Oman bans pirate beIN decoders ahead of World Cup
Oman has banned the import of decoders that would infringe upon Qatar-based broadcaster beIN's purchased rights for the upcoming World Cup.
2 min read
BeIN says that its broadcasting rights are being infringed upon by bootleggers [AFP]

Oman has banned the import of decoders that would allow viewers to watch pirated versions of World Cup matches transmitted by Qatari broadcaster beIN Media, an Omani official said on Wednesday.

"The import of these decoders, called beoutQ, was banned because they violate the law on intellectual property," said the official on condition of anonymity.

The move comes amid an increasing war of words over broadcast piracy in the region, ahead of the World Cup which begins on June 14, and against a backdrop of a Gulf diplomatic crisis.

The Doha-based broadcaster has called on football's governing body, FIFA, to take legal action against what it called pirate broadcasters in Saudi Arabia ahead of next month's tournament.

BeIN claims its expensively purchased broadcast rights for major sporting events in the region are being undermined by pirate broadcasters operating out of Saudi Arabia.

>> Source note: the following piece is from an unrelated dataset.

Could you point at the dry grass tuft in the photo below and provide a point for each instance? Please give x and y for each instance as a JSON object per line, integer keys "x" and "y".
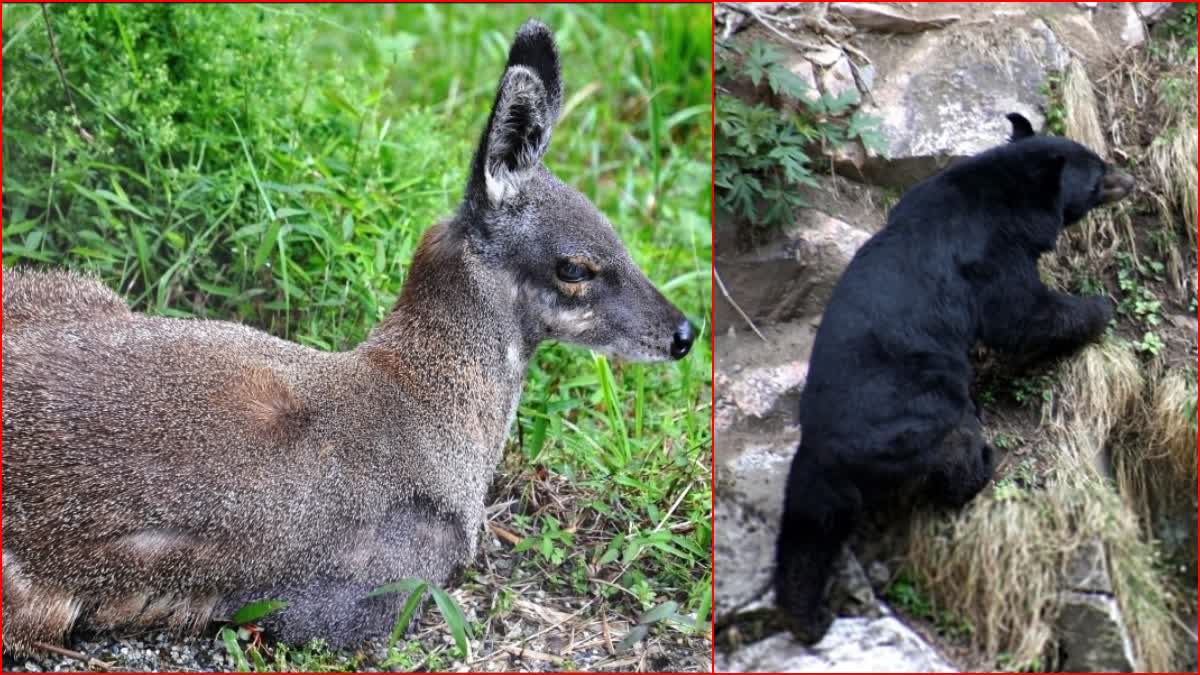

A sophisticated Saudi bootlegging network known as "beoutQ" – using a signal from Riyadh-based satellite provider Arabsat – had been illegally transmitting its broadcasts, claims beIN.

Sources in Oman said beIN has sent requests to several countries asking them to ban "beoutQ" decoders.

Earlier this week, beIN called for FIFA's intervention.

"We have requested FIFA to take direct legal action against Arabsat and the indications we have show that they (FIFA) are behind that (the call for legal action)," general counsel of beIN Sophie Jordan told AFP.

FIFA said it takes "violations of its intellectual property very seriously".

Saudi Arabia and Qatar no longer maintain diplomatic relations since a year ago, in a crisis which has seen Doha isolated form its neighbouring former allies.

BeIN plans to show all 64 World Cup matches in the Middle East and in North Africa.